Conservation groups outraged; scientists not consulted

The NSW Environment Protection Authority will no longer require Forestry Corp to search for and identify the den trees of endangered greater gliders before logging operations.

Instead Forestry Corp will be required to protect just six extra trees per hectare, greater than 80cm, in addition to the existing requirement to protect eight hollow-bearing trees.

“I’m shocked, this is a huge step backwards. Decisions like this will hurtle this species much more rapidly towards extinction. The EPA executive is abdicating its responsibility to protect threatened species,” said Dr Kita Ashman, Threatened Species & Climate Adaptation Ecologist, WWF Australia.
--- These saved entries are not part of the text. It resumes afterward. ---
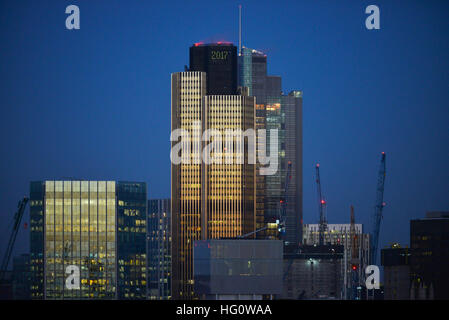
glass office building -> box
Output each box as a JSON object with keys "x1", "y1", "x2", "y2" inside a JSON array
[
  {"x1": 171, "y1": 61, "x2": 257, "y2": 299},
  {"x1": 147, "y1": 199, "x2": 171, "y2": 300},
  {"x1": 171, "y1": 71, "x2": 207, "y2": 299},
  {"x1": 238, "y1": 47, "x2": 303, "y2": 245},
  {"x1": 29, "y1": 180, "x2": 147, "y2": 300}
]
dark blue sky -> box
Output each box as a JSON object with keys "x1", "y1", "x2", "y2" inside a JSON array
[{"x1": 0, "y1": 0, "x2": 448, "y2": 262}]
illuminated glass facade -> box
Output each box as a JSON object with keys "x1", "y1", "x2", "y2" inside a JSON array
[
  {"x1": 171, "y1": 71, "x2": 207, "y2": 300},
  {"x1": 147, "y1": 199, "x2": 171, "y2": 300},
  {"x1": 238, "y1": 48, "x2": 303, "y2": 245},
  {"x1": 203, "y1": 95, "x2": 256, "y2": 239},
  {"x1": 171, "y1": 70, "x2": 256, "y2": 299},
  {"x1": 29, "y1": 180, "x2": 147, "y2": 300}
]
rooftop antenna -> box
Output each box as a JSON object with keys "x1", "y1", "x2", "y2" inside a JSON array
[{"x1": 238, "y1": 4, "x2": 242, "y2": 55}]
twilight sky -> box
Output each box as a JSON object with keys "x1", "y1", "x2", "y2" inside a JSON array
[{"x1": 0, "y1": 0, "x2": 448, "y2": 262}]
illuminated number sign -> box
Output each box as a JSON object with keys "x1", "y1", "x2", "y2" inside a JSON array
[{"x1": 211, "y1": 50, "x2": 229, "y2": 61}]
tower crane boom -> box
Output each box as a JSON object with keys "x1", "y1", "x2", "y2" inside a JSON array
[
  {"x1": 370, "y1": 152, "x2": 386, "y2": 265},
  {"x1": 0, "y1": 197, "x2": 29, "y2": 281}
]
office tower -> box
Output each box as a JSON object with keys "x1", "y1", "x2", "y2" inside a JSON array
[
  {"x1": 202, "y1": 95, "x2": 256, "y2": 239},
  {"x1": 410, "y1": 211, "x2": 449, "y2": 300},
  {"x1": 282, "y1": 92, "x2": 303, "y2": 245},
  {"x1": 147, "y1": 199, "x2": 171, "y2": 300},
  {"x1": 381, "y1": 245, "x2": 411, "y2": 300},
  {"x1": 238, "y1": 47, "x2": 268, "y2": 101},
  {"x1": 171, "y1": 45, "x2": 256, "y2": 299},
  {"x1": 171, "y1": 71, "x2": 206, "y2": 300},
  {"x1": 255, "y1": 103, "x2": 266, "y2": 234},
  {"x1": 30, "y1": 182, "x2": 45, "y2": 299},
  {"x1": 190, "y1": 43, "x2": 238, "y2": 95},
  {"x1": 29, "y1": 180, "x2": 147, "y2": 300},
  {"x1": 238, "y1": 47, "x2": 303, "y2": 245},
  {"x1": 303, "y1": 223, "x2": 371, "y2": 299},
  {"x1": 12, "y1": 254, "x2": 31, "y2": 300}
]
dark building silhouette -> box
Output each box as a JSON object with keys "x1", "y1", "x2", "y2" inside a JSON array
[
  {"x1": 282, "y1": 245, "x2": 344, "y2": 300},
  {"x1": 410, "y1": 211, "x2": 449, "y2": 300},
  {"x1": 190, "y1": 43, "x2": 238, "y2": 95},
  {"x1": 381, "y1": 245, "x2": 411, "y2": 300},
  {"x1": 12, "y1": 254, "x2": 31, "y2": 300}
]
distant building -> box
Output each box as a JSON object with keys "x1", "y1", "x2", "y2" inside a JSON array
[
  {"x1": 238, "y1": 47, "x2": 303, "y2": 245},
  {"x1": 410, "y1": 211, "x2": 449, "y2": 300},
  {"x1": 147, "y1": 199, "x2": 171, "y2": 300},
  {"x1": 193, "y1": 240, "x2": 283, "y2": 300},
  {"x1": 381, "y1": 246, "x2": 411, "y2": 300},
  {"x1": 303, "y1": 223, "x2": 370, "y2": 299},
  {"x1": 282, "y1": 244, "x2": 344, "y2": 300},
  {"x1": 12, "y1": 254, "x2": 30, "y2": 300},
  {"x1": 29, "y1": 180, "x2": 147, "y2": 300}
]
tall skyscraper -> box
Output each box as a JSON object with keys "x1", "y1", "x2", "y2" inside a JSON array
[
  {"x1": 238, "y1": 46, "x2": 303, "y2": 245},
  {"x1": 190, "y1": 43, "x2": 238, "y2": 95},
  {"x1": 29, "y1": 180, "x2": 147, "y2": 300},
  {"x1": 171, "y1": 43, "x2": 256, "y2": 299},
  {"x1": 171, "y1": 71, "x2": 206, "y2": 300},
  {"x1": 147, "y1": 199, "x2": 171, "y2": 300}
]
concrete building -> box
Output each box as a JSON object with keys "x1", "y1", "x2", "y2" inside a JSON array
[
  {"x1": 282, "y1": 244, "x2": 344, "y2": 300},
  {"x1": 193, "y1": 240, "x2": 282, "y2": 300}
]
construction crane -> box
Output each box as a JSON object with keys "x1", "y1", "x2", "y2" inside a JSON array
[
  {"x1": 315, "y1": 164, "x2": 327, "y2": 245},
  {"x1": 349, "y1": 205, "x2": 360, "y2": 300},
  {"x1": 279, "y1": 161, "x2": 292, "y2": 239},
  {"x1": 0, "y1": 197, "x2": 29, "y2": 282},
  {"x1": 238, "y1": 161, "x2": 292, "y2": 239},
  {"x1": 370, "y1": 152, "x2": 386, "y2": 265}
]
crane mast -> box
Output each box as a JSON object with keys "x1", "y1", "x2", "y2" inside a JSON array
[
  {"x1": 316, "y1": 164, "x2": 327, "y2": 245},
  {"x1": 0, "y1": 197, "x2": 29, "y2": 282},
  {"x1": 370, "y1": 152, "x2": 386, "y2": 265},
  {"x1": 349, "y1": 205, "x2": 360, "y2": 299}
]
The issue of greater glider den trees came to a head when Forestry Corp bulldozed thousands of trees in Tallaganda State Forest, one of the last greater glider strongholds.

Last August the EPA launched an investigation saying it had no confidence Forestry Corp had properly searched for den trees and protected them with 50 metre exclusion zones, as the government-owned corporation was required to do.

Now the EPA has removed the requirement that Forestry Corp search for den trees.  

“Eminent greater glider scientists were not consulted about these changes. We need a fundamental shift in how forests are managed if greater gliders are to survive. The EPA needs to take leadership and improve forestry rules to better protect greater gliders and all threatened species,” said Wilderness Australia Operations Manager Andrew Wong.

“Known greater glider den trees will still be protected with exclusion zones. But who’s going to identify them if there’s no requirement for Forestry Corp to do it. That job will be left to citizen scientists but it’s unclear whether they’ll be legally able to access logging areas before they’re bulldozed. This is a complete mess,” said South East Forest Rescue Coordinator Scott Daines.